About 6 to 8 months later she went back for a follow up visit, only to find out the cancer was back.

She then went through another round of chemotherapy, this time a stronger version of chemo. This particular chemo almost killed her. Luckily she was already in the hospital at the time of the treatment, or she would have never made it there. It was touch and go for about two weeks initially. Would her body recover from the chemo or succumb to it?

She recovered, went through a little physical therapy because of how much the chemo had weakened her and then was initially given a choice: go home and let the cancer do its thing and die, or do another round of this particular chemo and have it kill her outright.

There was another option though. She could go back to the original chemo that wasn’t as strong, but it wouldn’t kill her. It would never “cure” her cancer, it would just hold it in limbo. Keep it in check. She would have to get treatments on and off for the rest of her life, but in theory, she could live a full life and possibly die of old age.

She chose that latter option, and that’s what she had been doing from late 2016 until a few weeks ago.

On September 1st of this year, she went back in to the hospital, she was weak and was thinking that something was wrong with either her gall bladder, or that maybe she was having blood clots in her lungs again as it was hard for her to breathe.

The doctors ran all of the usual tests on the usual areas, looking for any of the usual signs and found nothing physically wrong with her.

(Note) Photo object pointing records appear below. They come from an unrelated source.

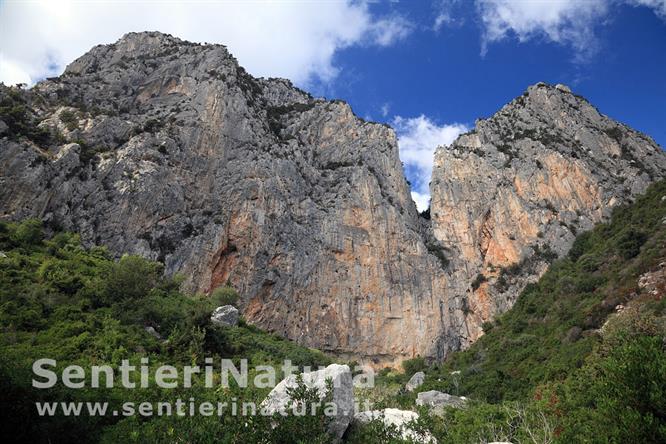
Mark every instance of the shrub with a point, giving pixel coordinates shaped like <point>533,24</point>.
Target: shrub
<point>629,244</point>
<point>28,232</point>
<point>224,295</point>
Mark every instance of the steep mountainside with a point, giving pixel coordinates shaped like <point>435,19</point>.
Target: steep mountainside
<point>171,150</point>
<point>511,195</point>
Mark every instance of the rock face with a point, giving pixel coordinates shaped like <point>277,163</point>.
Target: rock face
<point>415,381</point>
<point>226,316</point>
<point>401,419</point>
<point>511,195</point>
<point>278,399</point>
<point>169,149</point>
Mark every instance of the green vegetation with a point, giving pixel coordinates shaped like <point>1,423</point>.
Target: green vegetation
<point>19,117</point>
<point>559,367</point>
<point>62,301</point>
<point>546,371</point>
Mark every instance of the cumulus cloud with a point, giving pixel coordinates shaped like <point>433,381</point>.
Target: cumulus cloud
<point>659,6</point>
<point>385,109</point>
<point>568,22</point>
<point>296,40</point>
<point>387,31</point>
<point>417,139</point>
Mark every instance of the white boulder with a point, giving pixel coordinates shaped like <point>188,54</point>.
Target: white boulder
<point>401,419</point>
<point>226,316</point>
<point>434,398</point>
<point>278,399</point>
<point>415,381</point>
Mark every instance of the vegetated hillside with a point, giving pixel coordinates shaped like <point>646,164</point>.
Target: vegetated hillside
<point>556,322</point>
<point>581,357</point>
<point>170,150</point>
<point>566,364</point>
<point>61,301</point>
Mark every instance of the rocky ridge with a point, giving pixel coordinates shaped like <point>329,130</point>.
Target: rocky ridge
<point>170,150</point>
<point>511,195</point>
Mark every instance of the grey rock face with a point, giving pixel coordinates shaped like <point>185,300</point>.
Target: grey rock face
<point>401,419</point>
<point>512,194</point>
<point>226,316</point>
<point>170,150</point>
<point>434,398</point>
<point>278,399</point>
<point>415,381</point>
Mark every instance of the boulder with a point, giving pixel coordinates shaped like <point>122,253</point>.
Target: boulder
<point>399,419</point>
<point>226,316</point>
<point>343,397</point>
<point>434,398</point>
<point>415,381</point>
<point>562,87</point>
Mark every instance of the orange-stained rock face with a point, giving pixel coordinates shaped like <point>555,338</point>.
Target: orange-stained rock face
<point>512,194</point>
<point>304,208</point>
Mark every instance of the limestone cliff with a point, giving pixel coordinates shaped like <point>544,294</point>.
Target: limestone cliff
<point>511,195</point>
<point>169,149</point>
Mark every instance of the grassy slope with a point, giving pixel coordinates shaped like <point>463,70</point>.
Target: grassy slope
<point>78,306</point>
<point>553,325</point>
<point>544,371</point>
<point>542,368</point>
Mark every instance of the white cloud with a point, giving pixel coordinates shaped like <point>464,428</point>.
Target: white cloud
<point>659,6</point>
<point>568,22</point>
<point>422,200</point>
<point>385,109</point>
<point>417,139</point>
<point>387,31</point>
<point>296,40</point>
<point>446,15</point>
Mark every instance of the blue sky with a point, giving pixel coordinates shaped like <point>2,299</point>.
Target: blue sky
<point>429,69</point>
<point>444,77</point>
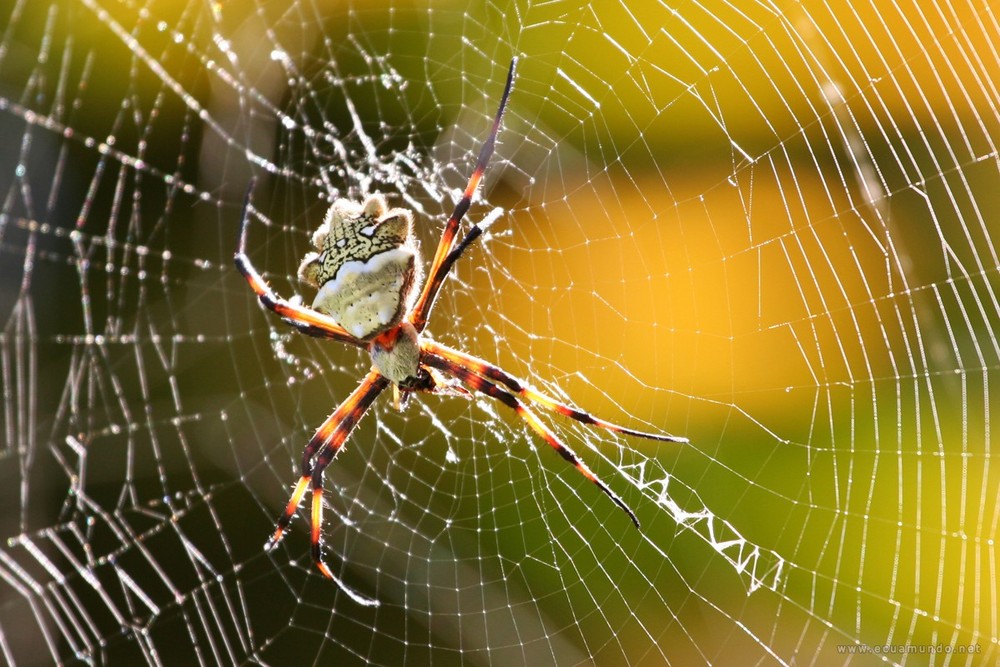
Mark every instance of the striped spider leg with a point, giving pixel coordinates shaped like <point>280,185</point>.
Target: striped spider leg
<point>365,267</point>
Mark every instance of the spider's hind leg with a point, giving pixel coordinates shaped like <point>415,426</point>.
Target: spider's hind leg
<point>484,386</point>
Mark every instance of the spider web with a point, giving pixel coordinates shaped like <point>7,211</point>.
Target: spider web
<point>767,228</point>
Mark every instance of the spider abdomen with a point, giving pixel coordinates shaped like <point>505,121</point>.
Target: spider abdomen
<point>369,297</point>
<point>366,268</point>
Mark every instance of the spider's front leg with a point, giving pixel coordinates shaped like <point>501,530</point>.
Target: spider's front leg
<point>318,454</point>
<point>306,320</point>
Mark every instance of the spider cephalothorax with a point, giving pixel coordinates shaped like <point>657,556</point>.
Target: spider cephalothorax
<point>366,269</point>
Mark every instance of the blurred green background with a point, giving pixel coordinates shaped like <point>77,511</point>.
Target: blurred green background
<point>766,228</point>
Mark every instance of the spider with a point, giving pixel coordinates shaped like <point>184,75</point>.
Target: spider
<point>366,269</point>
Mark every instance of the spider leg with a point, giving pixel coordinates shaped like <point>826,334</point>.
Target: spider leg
<point>323,447</point>
<point>444,256</point>
<point>484,386</point>
<point>487,370</point>
<point>306,320</point>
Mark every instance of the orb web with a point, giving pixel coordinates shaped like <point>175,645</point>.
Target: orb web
<point>769,229</point>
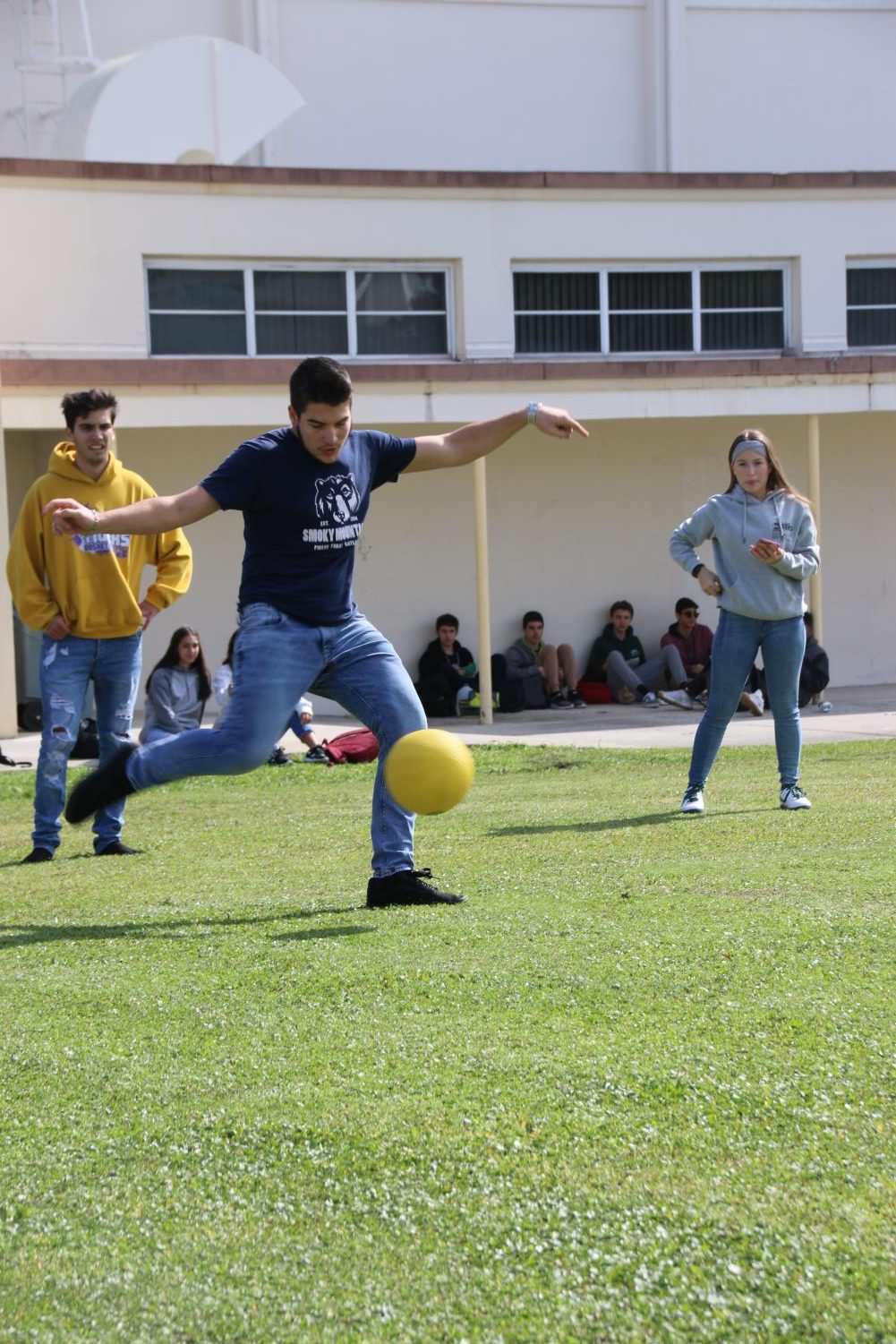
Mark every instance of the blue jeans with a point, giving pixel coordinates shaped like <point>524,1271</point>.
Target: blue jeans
<point>276,662</point>
<point>66,668</point>
<point>734,651</point>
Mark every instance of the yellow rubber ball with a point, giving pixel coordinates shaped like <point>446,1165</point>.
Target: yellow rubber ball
<point>429,770</point>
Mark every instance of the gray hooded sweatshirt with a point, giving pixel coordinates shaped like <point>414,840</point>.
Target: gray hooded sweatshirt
<point>735,522</point>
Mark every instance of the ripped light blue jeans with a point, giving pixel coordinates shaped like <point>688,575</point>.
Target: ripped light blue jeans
<point>66,670</point>
<point>276,662</point>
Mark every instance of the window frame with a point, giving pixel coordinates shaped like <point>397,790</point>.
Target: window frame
<point>696,269</point>
<point>250,313</point>
<point>868,263</point>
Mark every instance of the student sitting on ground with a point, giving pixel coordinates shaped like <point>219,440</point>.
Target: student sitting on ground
<point>617,657</point>
<point>176,689</point>
<point>538,673</point>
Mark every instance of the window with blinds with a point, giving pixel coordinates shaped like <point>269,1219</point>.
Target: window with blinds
<point>871,305</point>
<point>608,311</point>
<point>352,312</point>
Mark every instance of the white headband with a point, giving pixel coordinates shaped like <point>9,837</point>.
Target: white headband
<point>753,445</point>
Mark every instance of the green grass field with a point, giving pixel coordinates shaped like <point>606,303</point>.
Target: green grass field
<point>638,1089</point>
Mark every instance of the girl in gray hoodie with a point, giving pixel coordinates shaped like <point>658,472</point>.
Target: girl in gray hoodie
<point>764,546</point>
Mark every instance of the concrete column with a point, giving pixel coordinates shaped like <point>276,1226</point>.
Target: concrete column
<point>482,600</point>
<point>815,495</point>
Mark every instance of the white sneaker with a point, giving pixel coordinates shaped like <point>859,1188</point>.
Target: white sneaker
<point>680,699</point>
<point>793,797</point>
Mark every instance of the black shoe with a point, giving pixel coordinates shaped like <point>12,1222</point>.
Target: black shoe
<point>99,788</point>
<point>38,855</point>
<point>115,847</point>
<point>407,888</point>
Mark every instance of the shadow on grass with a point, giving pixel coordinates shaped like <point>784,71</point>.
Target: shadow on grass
<point>21,936</point>
<point>622,823</point>
<point>608,824</point>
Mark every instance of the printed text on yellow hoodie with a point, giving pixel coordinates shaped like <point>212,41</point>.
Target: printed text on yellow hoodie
<point>93,582</point>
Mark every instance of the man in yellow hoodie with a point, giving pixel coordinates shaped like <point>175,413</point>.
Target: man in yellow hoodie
<point>82,595</point>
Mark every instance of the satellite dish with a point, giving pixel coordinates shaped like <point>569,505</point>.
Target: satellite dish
<point>187,99</point>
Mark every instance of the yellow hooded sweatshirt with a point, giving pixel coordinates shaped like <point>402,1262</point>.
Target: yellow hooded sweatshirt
<point>93,582</point>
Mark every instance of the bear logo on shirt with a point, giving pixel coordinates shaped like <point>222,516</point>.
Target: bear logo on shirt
<point>336,499</point>
<point>336,503</point>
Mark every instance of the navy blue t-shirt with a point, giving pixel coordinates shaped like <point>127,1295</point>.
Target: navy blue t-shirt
<point>303,518</point>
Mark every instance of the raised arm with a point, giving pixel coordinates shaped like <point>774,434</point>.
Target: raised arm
<point>161,514</point>
<point>464,445</point>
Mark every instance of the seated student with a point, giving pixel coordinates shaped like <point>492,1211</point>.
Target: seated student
<point>300,719</point>
<point>176,689</point>
<point>815,673</point>
<point>538,673</point>
<point>617,657</point>
<point>448,672</point>
<point>695,646</point>
<point>692,640</point>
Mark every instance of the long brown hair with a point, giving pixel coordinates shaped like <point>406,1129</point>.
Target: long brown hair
<point>777,479</point>
<point>171,660</point>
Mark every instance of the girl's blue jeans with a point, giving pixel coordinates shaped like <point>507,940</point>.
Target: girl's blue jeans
<point>276,662</point>
<point>734,651</point>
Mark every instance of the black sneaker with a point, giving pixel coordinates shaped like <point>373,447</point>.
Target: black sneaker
<point>38,855</point>
<point>407,888</point>
<point>316,756</point>
<point>101,786</point>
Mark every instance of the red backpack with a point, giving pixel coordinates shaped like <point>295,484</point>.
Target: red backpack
<point>349,748</point>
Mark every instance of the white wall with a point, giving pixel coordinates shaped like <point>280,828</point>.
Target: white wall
<point>611,85</point>
<point>109,227</point>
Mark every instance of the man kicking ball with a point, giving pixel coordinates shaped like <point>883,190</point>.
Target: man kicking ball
<point>303,492</point>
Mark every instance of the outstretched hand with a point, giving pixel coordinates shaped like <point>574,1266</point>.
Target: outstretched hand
<point>69,517</point>
<point>558,424</point>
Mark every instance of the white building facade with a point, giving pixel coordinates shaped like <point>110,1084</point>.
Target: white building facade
<point>638,211</point>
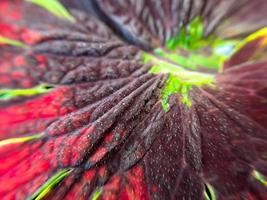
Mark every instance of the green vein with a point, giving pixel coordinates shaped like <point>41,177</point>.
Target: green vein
<point>50,184</point>
<point>96,194</point>
<point>8,41</point>
<point>180,80</point>
<point>55,7</point>
<point>6,94</point>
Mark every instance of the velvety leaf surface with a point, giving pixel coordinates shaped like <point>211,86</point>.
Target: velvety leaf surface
<point>100,131</point>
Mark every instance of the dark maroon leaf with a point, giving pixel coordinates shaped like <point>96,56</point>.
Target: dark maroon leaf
<point>104,123</point>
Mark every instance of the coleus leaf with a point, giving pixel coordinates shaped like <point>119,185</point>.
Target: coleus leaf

The only thing that was off was her blood platelets. They weren’t going back up after her last chemo treatment from a couple months ago. In fact her platelets kept going down.

The doctor wanted to check her bone marrow and see what was going on there. In order to do that her blood platelets needed to be over 50 or higher. She was at 50. Apparently if your blood platelets are at 50 or under and you get a puncture, a cut, or a wound, you can bleed to death. You don’t have enough platelets to create clotting.

So they gave her a transfusion of blood platelets and got her numbers up to 75 and were able to do the procedure. They drilled into a spot in her hip bone and extracted some of her bone marrow and sent it off to the lab to see what was going on.

The preliminary results are back and they aren’t good.

Her stem cells in her bones are damaged. They may be damaged beyond repair. If that is the case, there is nothing the doctors can do for her.

Her options will be to either receive blood platelet transfusions a few times a week, but she will never get better, she will still stay sick. Not much of a quality of life there. Or she can come home and get her affairs in order, or she can go to a center and have hospice come and administer morphine to keep her comfortable until the end comes.

My family and I knew that someday something like this would happen. We knew that the cancer itself or something related to the cancer would be what ultimately ended her life.

I know about this latest procedure she had because again, my Father called me, again while I was doing readings on a Friday night. Just this last Friday night. So three days ago as I publish this.

My Father asked the doctor about an approximate time line from the day that the test was ran until the results come back definitively.  As I write this and post this, I haven’t heard the exact and final analysis. So I’m holding out for a miracle there. But I’m not going to delude myself.

Even knowing that cancer in one way or another is what is going to kill my Mother, and I’ve had a couple of years to prepare for that, it still took the wind out of me when my Father gave me that estimated time line.

Four to six weeks. That’s her time left. That’s what she has remaining.